Final project for Honors Concurrency (Spring 2021). I built a rudimentary GPU-accelerated machine learning library à la PyTorch or TensorFlow. It supports matrix multiplication, vector addition, ReLU, arg max, and cross-entropy loss: enough to implement a simple feedforward neural network. It also includes an automatic backpropagation engine that computes gradients.
I used it to train a small neural network on the Fashion-MNIST dataset and verified its correctness by comparing against PyTorch. I then did timing comparisons between my sequential implementation, my parallel implementation, and PyTorch. See report.pdf for more details.
The entire project is written in CUDA C++ for NVIDIA GPUs and uses no external libraries (aside from the C++ standard library).
$ make
$ ./main -d DATA_PATH -l LABELS_PATH [other options]
DATA_PATH and LABELS_PATH must be in my custom data format (run export.py to generate).
Other options:
-c CHECKPOINT_DIR: Specify a directory from which to load parameters. If the dir is empty or does not exist,
then the parameters will be initialized randomly. If training is enabled, then parameters will be saved
there after every epoch. Each parameter matrix is saved in a separate file called "{NAME}.data",
where NAME is the parameter name passed to the Parameter constructor.
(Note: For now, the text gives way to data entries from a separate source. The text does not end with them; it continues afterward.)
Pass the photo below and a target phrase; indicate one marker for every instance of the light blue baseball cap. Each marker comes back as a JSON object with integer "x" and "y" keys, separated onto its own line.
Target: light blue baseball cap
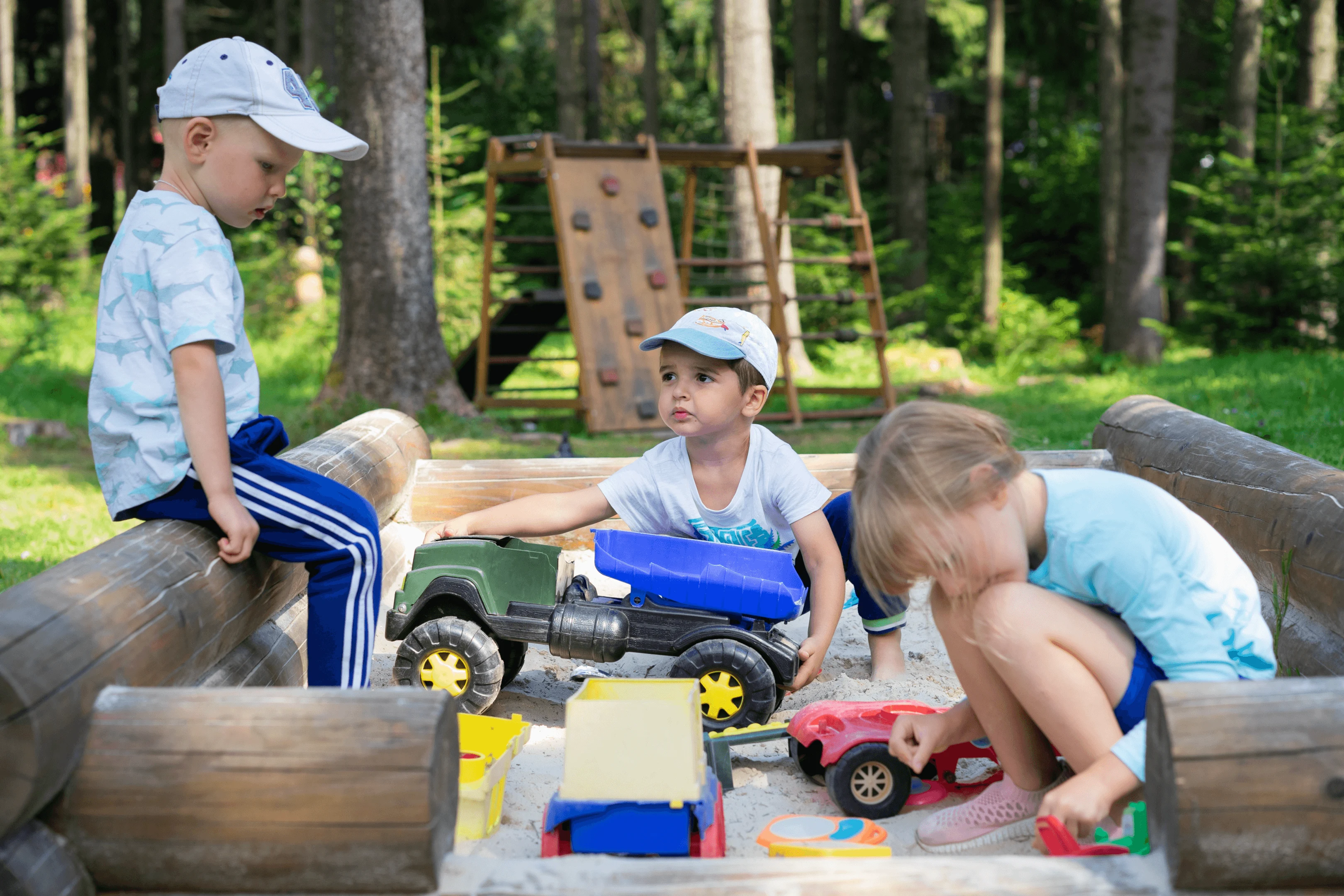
{"x": 726, "y": 334}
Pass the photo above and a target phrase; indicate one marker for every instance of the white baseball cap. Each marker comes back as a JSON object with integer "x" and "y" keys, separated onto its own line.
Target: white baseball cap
{"x": 236, "y": 77}
{"x": 726, "y": 334}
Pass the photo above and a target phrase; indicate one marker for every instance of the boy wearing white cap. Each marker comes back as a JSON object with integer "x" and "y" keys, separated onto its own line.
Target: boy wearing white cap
{"x": 174, "y": 398}
{"x": 717, "y": 368}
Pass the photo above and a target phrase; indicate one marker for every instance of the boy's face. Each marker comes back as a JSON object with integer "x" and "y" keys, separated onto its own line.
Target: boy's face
{"x": 239, "y": 167}
{"x": 702, "y": 395}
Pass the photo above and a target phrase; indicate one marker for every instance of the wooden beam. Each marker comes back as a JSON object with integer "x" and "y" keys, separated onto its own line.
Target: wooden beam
{"x": 156, "y": 606}
{"x": 1247, "y": 782}
{"x": 1264, "y": 499}
{"x": 265, "y": 790}
{"x": 446, "y": 489}
{"x": 913, "y": 877}
{"x": 34, "y": 862}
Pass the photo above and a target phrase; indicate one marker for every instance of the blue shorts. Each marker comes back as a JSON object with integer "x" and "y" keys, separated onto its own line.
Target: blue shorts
{"x": 1131, "y": 709}
{"x": 882, "y": 616}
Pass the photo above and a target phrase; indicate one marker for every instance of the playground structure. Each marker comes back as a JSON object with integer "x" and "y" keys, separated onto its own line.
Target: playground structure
{"x": 1247, "y": 779}
{"x": 620, "y": 281}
-b BATCH_SIZE: Specify batch size for training or evaluation. If omitted, the batch size will be set to the size
of the entire dataset.
-t EPOCHS: Train for EPOCHS epochs. If omitted, will run in evaluation mode.
-g: Enable GPU.
Source code layout:
- ops/: All of the core machine learning library API and implementation.
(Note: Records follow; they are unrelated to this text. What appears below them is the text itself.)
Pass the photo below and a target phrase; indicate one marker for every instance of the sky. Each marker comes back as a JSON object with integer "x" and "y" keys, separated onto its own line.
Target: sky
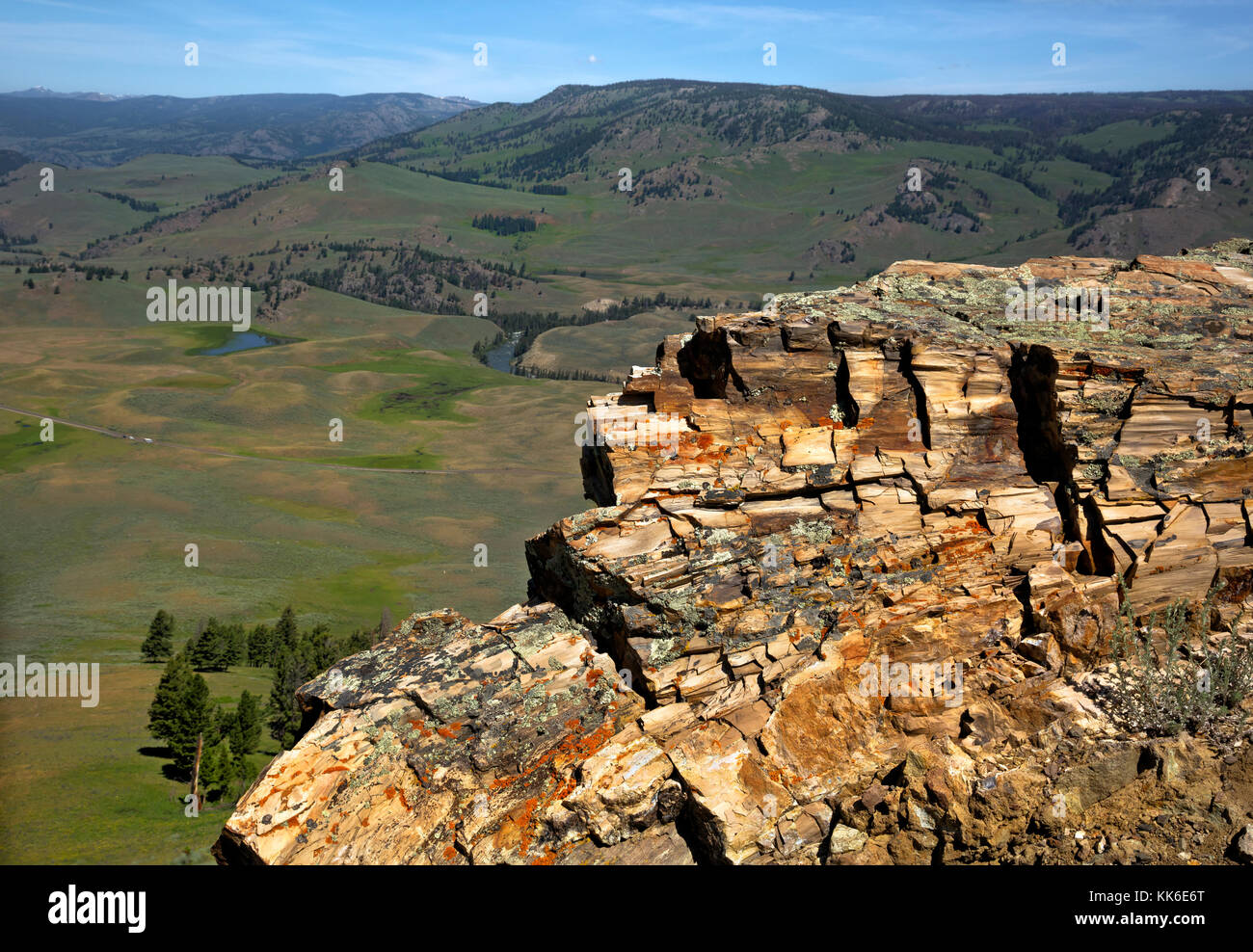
{"x": 138, "y": 46}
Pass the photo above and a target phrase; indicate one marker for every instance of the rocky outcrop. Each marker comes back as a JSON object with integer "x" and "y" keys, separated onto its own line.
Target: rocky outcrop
{"x": 852, "y": 562}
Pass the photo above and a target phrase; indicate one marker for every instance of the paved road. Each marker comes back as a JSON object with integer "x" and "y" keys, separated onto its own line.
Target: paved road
{"x": 139, "y": 439}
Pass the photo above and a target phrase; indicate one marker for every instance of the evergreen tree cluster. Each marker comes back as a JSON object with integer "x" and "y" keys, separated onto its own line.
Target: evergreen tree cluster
{"x": 183, "y": 712}
{"x": 504, "y": 225}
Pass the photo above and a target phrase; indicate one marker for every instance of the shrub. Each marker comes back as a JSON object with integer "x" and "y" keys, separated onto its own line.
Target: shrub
{"x": 1186, "y": 684}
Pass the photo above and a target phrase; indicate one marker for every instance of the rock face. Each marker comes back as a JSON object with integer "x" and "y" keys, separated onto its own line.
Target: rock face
{"x": 850, "y": 556}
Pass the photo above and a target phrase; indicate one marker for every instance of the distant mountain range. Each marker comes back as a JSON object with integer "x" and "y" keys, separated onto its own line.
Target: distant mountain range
{"x": 79, "y": 129}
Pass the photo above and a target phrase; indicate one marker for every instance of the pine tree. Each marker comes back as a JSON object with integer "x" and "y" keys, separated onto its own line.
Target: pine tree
{"x": 211, "y": 649}
{"x": 286, "y": 635}
{"x": 159, "y": 643}
{"x": 236, "y": 644}
{"x": 180, "y": 710}
{"x": 246, "y": 727}
{"x": 292, "y": 668}
{"x": 261, "y": 647}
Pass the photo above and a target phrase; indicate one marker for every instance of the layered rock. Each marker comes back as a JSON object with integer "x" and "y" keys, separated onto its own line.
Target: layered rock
{"x": 848, "y": 555}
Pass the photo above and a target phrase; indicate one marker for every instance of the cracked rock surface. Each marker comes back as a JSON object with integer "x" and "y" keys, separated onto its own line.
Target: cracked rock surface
{"x": 850, "y": 562}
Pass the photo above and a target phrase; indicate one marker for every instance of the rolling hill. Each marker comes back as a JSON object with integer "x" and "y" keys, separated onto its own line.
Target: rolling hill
{"x": 76, "y": 130}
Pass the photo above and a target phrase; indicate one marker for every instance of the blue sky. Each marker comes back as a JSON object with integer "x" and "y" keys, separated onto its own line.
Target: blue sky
{"x": 134, "y": 46}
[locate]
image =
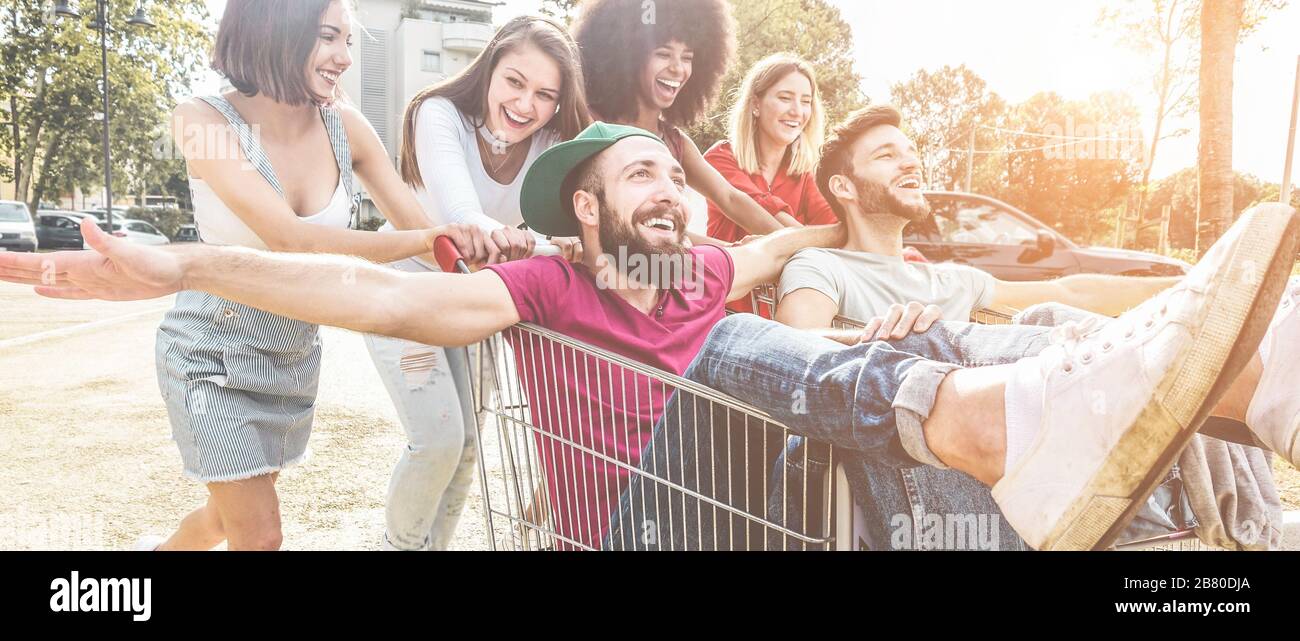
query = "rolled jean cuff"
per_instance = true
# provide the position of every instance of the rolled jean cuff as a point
(914, 402)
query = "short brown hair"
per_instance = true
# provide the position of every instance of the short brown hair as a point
(837, 151)
(264, 47)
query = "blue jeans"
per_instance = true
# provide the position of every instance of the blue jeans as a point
(867, 401)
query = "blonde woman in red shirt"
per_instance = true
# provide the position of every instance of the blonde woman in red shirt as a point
(771, 156)
(775, 138)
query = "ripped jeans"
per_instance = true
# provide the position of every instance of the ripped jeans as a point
(430, 389)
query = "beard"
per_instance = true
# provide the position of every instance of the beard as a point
(623, 243)
(875, 198)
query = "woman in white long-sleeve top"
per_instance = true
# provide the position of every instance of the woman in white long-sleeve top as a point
(467, 144)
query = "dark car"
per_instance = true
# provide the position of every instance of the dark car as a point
(186, 234)
(1013, 246)
(17, 232)
(59, 229)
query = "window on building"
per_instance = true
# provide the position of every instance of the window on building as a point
(432, 61)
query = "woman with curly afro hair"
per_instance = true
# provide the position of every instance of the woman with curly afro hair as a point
(657, 64)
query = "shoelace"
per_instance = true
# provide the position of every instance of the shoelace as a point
(1075, 337)
(1071, 337)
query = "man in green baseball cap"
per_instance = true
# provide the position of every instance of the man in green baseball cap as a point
(547, 194)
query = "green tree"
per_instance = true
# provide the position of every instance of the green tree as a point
(1178, 191)
(941, 109)
(811, 29)
(1168, 29)
(1082, 183)
(52, 73)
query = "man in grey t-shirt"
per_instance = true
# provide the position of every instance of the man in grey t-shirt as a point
(871, 178)
(866, 285)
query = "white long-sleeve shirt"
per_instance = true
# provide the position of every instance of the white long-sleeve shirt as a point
(456, 186)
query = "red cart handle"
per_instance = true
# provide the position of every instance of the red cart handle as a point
(449, 256)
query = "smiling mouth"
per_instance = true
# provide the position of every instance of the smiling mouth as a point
(671, 87)
(514, 120)
(910, 182)
(661, 224)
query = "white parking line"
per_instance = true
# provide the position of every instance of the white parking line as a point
(76, 329)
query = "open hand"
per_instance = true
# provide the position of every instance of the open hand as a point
(112, 269)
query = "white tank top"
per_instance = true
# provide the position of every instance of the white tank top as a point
(217, 224)
(220, 225)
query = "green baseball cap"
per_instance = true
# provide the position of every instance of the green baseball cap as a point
(547, 209)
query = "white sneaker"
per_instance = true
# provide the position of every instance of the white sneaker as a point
(1119, 403)
(1274, 414)
(147, 544)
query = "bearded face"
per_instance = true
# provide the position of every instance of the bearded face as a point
(651, 232)
(879, 198)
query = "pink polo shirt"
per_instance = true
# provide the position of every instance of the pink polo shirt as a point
(581, 403)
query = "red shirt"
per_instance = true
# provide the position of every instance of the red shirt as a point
(796, 195)
(594, 403)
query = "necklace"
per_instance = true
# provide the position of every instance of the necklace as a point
(495, 148)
- model.h and model.cu: The "user" of the machine learning library, which uses the ops API to construct and train/evaluate a 2-layer
neural network.
- main.cpp: Driver.
- export.py: Utilities for translating between my custom on-disk data format and NumPy arrays. Run this script
directly to write the Fashion-MNIST dataset to disk in the data/ directory.
- mnist.py: The PyTorch code I used to run the comparison and check correctness. Not organized.